JR: So you're like the ringleader for Negroni Week there?
AN: Ringleader, cat herder, whatever you want to call it!
JR: It's funny, I always say about emailing for recipes or quotes from bartenders is like herding cats—drunk cats. Speaking of: what are you drinking
AN: An Americano. The Americano has been my go-to drink recently—as I've been visiting all these venues gearing up for Negroni Week, it’s a little easier to have a lower ABV Americano—can't always have a Negroni at each stop, this kind of limits my actual alcohol intake. And it's an appropriate cocktail—since it kind of started off the Negroni.

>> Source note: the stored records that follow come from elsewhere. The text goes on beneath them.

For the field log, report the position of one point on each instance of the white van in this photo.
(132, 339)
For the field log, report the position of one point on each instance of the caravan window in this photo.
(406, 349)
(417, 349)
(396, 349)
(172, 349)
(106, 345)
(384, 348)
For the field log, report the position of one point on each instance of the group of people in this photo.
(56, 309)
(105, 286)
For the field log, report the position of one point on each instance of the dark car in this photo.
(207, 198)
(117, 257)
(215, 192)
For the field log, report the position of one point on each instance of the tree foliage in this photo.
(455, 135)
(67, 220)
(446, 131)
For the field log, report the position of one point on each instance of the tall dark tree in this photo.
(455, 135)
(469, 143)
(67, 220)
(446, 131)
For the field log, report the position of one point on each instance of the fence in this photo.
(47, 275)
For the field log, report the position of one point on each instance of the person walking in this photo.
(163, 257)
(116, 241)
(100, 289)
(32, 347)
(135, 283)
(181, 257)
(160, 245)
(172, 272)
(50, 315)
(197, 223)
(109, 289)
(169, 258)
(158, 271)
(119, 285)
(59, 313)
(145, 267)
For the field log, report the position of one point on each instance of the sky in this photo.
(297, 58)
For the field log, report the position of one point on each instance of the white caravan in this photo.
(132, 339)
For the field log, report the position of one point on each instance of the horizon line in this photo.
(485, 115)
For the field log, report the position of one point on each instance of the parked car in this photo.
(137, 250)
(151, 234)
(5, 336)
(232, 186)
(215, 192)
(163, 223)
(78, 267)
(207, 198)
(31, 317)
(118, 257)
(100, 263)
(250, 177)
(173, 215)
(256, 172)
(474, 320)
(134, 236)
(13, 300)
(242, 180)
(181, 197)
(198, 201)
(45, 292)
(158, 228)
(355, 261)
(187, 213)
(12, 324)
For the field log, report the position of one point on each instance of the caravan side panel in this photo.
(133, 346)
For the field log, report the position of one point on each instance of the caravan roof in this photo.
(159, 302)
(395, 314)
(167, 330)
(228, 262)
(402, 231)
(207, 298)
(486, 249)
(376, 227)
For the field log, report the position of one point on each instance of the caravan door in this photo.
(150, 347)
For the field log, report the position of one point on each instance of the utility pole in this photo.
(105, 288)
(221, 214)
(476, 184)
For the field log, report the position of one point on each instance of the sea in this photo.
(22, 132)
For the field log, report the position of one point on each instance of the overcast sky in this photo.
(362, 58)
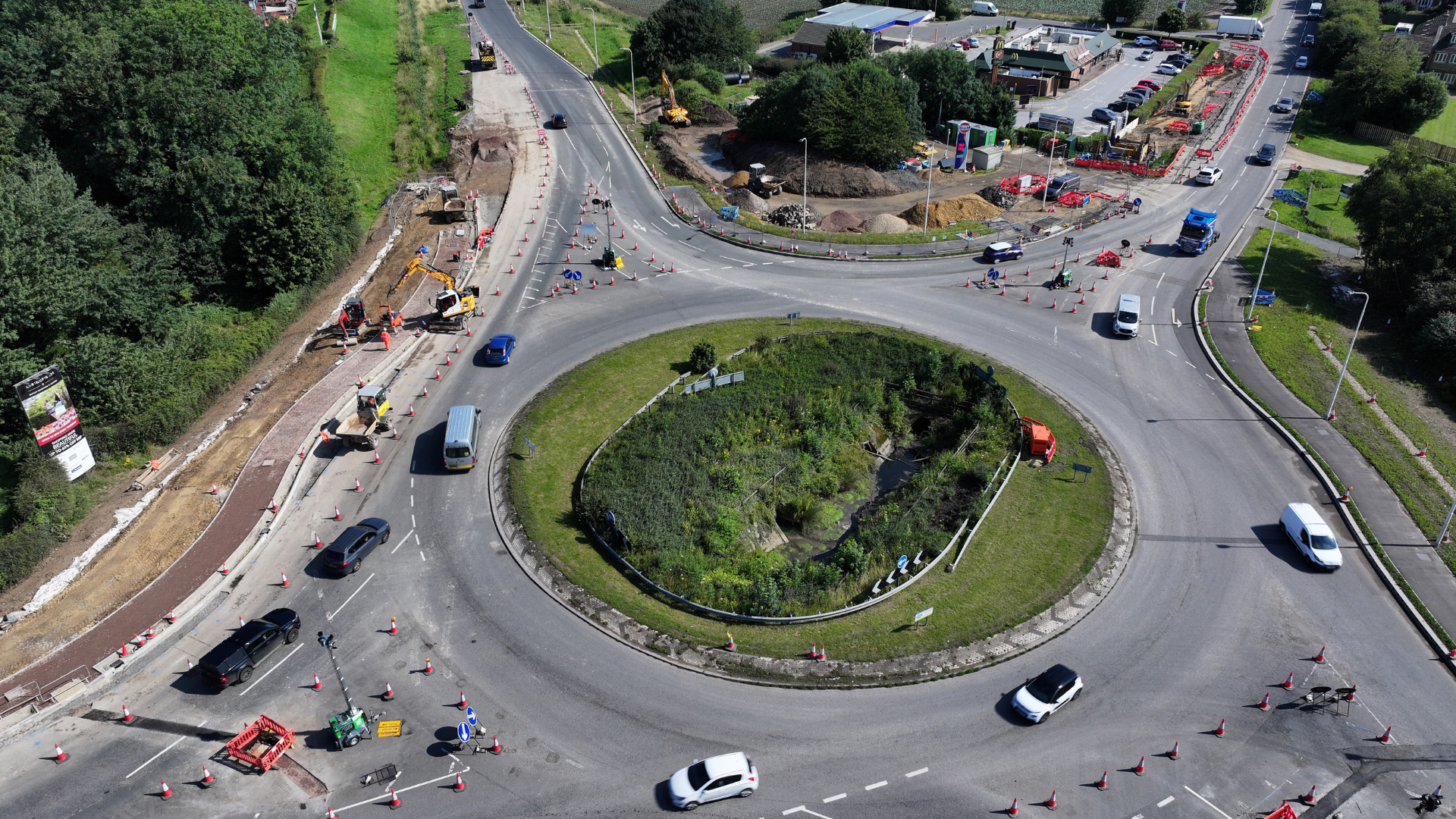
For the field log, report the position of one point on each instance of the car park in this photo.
(235, 659)
(1312, 535)
(1047, 692)
(498, 350)
(1001, 251)
(714, 779)
(347, 553)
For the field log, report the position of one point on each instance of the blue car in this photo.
(500, 349)
(1001, 251)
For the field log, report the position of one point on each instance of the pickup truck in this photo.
(235, 659)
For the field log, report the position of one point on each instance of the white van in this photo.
(1128, 309)
(1315, 539)
(462, 433)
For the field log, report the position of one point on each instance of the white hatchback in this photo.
(714, 779)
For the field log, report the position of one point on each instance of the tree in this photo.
(1123, 12)
(1172, 19)
(692, 31)
(1340, 38)
(846, 44)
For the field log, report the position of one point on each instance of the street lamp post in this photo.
(1260, 280)
(632, 63)
(1329, 413)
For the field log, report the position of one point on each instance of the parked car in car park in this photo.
(714, 779)
(1209, 175)
(1049, 691)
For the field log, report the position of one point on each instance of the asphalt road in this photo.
(1215, 610)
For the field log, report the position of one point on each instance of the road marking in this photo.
(356, 592)
(155, 758)
(1206, 802)
(466, 770)
(280, 662)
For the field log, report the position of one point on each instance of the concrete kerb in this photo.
(1386, 577)
(1055, 621)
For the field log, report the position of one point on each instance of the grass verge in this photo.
(1038, 541)
(1327, 207)
(1288, 350)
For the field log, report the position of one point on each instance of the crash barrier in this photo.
(921, 567)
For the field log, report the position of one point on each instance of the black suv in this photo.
(237, 657)
(348, 550)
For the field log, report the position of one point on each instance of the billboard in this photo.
(55, 420)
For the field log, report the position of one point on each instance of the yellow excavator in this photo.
(452, 305)
(673, 114)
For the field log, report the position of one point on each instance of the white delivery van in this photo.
(1128, 311)
(462, 431)
(1315, 539)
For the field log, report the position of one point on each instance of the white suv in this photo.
(712, 779)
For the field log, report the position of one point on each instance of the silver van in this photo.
(462, 431)
(1128, 309)
(1312, 535)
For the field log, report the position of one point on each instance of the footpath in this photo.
(1382, 510)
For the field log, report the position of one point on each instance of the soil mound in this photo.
(827, 177)
(886, 223)
(948, 212)
(843, 222)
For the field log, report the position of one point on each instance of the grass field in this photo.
(1327, 207)
(1442, 129)
(1285, 346)
(1038, 541)
(359, 89)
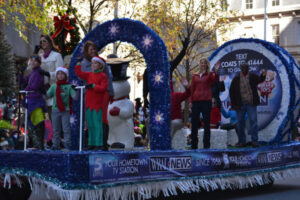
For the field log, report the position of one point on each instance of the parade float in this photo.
(142, 174)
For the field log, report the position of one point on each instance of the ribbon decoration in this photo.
(60, 24)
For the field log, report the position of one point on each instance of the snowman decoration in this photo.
(120, 109)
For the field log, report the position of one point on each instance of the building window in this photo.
(224, 5)
(275, 2)
(249, 4)
(275, 33)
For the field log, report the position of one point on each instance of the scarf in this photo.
(59, 101)
(46, 54)
(246, 92)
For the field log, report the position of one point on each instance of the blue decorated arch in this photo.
(278, 113)
(155, 54)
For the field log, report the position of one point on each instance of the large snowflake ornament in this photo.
(113, 29)
(157, 78)
(158, 117)
(147, 41)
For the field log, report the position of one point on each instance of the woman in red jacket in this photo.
(201, 101)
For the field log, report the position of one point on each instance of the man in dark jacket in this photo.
(244, 99)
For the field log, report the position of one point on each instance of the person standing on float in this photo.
(34, 84)
(201, 100)
(51, 60)
(244, 99)
(96, 94)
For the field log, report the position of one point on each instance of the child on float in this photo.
(215, 114)
(62, 92)
(96, 99)
(36, 105)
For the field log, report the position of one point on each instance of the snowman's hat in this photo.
(118, 67)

JR: I was on an epic travel bender last year, and I made a point of ordering Americanos as the first drink every time I got to a new town. And it's interesting the subtle variations you'll see from bar to bar, around the world.
AN: Did you have more people saying that they don't have coffee?
JR: It's about 30% of the time, if you don't specify “cocktail” you get a coffee.
Photo: Sam Landrum
JR: So where did you start your career in hospitality?
AN: I worked at a bunch of specialty coffee bars around Seattle.
JR: Isn't that compulsory in Seattle, doing a stint in a coffee shop?
AN: Exactly! It's actually what got me up to Seattle in the first place, and it definitely set me on a course for the bar world—I started working in bars while on a sabbatical from coffee industry and the sabbatical continues about six years later.